The draft bill is expected to come into force on 1 July 2010. In addition to the above the draft bill includes new flat rate tax provisions for employees.
The corporate tax part of the draft bill mainly applies to oil & gas and mining companies.
Succession to the tax position is proposed in connection with a conversion or transfer of a limited taxable enterprise to a company which is resident in Greenland. Succession will be total in that losses in the limited tax liable enterprise can be carried forward as losses by the receiving company.
This means that gains and losses in connection with the conversion or transfer are not taxable for the limited tax liable enterprise.
- The company must take over all of the limited tax liable enterprise's assets and become entitled or obligated party in relation to the limited tax liable enterprise'scontracting parties.
- The transfer must be approved by the Greenlandic authorities
- The tax authorities in Greenland must be notified of the transfer within 30 days.
- A final tax return for the limited tax liable enterprise must be filed within 60 days from the date of the conversion.
It is not a requirement that the limited company is owned by the foreign limited tax liable company as long as the payment to the owner of the limited tax liable enterprise consists of shares in the succeeding company.
The draft bill will ensure that the provisions under the Mineral Resources Act where licences for exploitation of mineral resources can only be granted to public limited companies do not result in adverse tax consequences such as forfeitment of tax losses carryforward and taxation of any gain resulting from the transfer.
Currently, a transfer of a licence is generally taxed at the time of contract even if payment is made later.
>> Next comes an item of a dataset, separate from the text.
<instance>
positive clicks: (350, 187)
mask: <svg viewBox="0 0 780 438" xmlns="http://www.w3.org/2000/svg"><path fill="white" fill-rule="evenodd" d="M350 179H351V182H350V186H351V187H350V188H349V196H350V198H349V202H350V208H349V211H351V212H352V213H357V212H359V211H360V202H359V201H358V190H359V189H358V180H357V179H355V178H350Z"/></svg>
Where the payment for the transfer consists of the buyer paying the seller's share of the future exploration costs and the costs fall in later income years there will be a mismatch between the income year in which the seller will be taxed and the income year when the seller is allowed a deduction for the costs which the buyer has paid on behalf of the seller
It is therefore proposed to attribute profits and deductions to the same income year. If the seller receives payment where the acquirer pays exploration costs, the taxation can be deferred to the year in which the costs are paid.
However, according to the draft bill the profits must be booked as income at the latest in the 3rd income year after the transfer.
If the sales price for a licence exceeds the share of the seller's exploration costs which the buyer must pay during the first three years on behalf of the seller, the latter will be taxed upfront on the difference.
If the payment in relation to farm out of licence interests consists of elements other than an obligation to pay exploration costs - for example repayment of previously paid costs or assets - this element will be taxed in full in the sales price. The draft bill is not to apply to transfers between group-related companies.
According to the current rules the buyer is only allowed to deduct costs related to the buyer's own share. The draft bill does not contain provisions to change the buyer's possibility for tax deductions on their investment as it is not clear whether a licence is amortizable. Therefore the buyer will only be granted a deduction on the resale of the licence in the form of a deduction for the acquisition costs.
The proposed draft contains a draft bill to introduce a 30% final flat rate tax regime for foreign workerswhich as part of their work carry out construction work outside existing towns and villages (defined in detail in the interpretative notesto the Act) or carry out work within the minerals and petroleum industry (defined in detail in the Act), including exploitation of ice and water for export.
- they do not have to file an income tax return if they do not receive any other taxable income (see below), as the 30% tax withheld by the employer is final
the calculation of the 30% tax does not consider personal allowances or other allowances/deductions
any interest income or other taxable income is disregarded in the calculation of the 30 % tax
- Other taxable income which is not covered by the final flat rate tax regime is taxed according to the general tax rules and therefore must be declared. (The normal tax rates are 37-44%, depending on the municipal affiliation, and the general tax rules provide for personal allowances, etc.)
- The final flat rate tax regime does not apply if an employee was taxable to a Greenlandic municipality within the previous 6 months. (the 30% tax is paid to the Treasury)
- The final flat rate tax regime does not apply if an employee also receives income which is taxed at source, including employment income, which falls outside the scope of the final flat rate tax regime.
- to change the rules for some foreign workers' municipal affiliation – and thereby tax rate (regarding income which is outside the scope of the final flat rate tax regime),
- to change the rules on company cars for on-call services with maintenance vehicles and certain other special vehicles.
These provisions will also apply from 1 July 2010.
It is also proposed to reduce the compensation payment from 4% to 2% when repaying excess paid tax. This is to apply for taxes as from income year 2009. The draft bill will apply from 1 June 2010.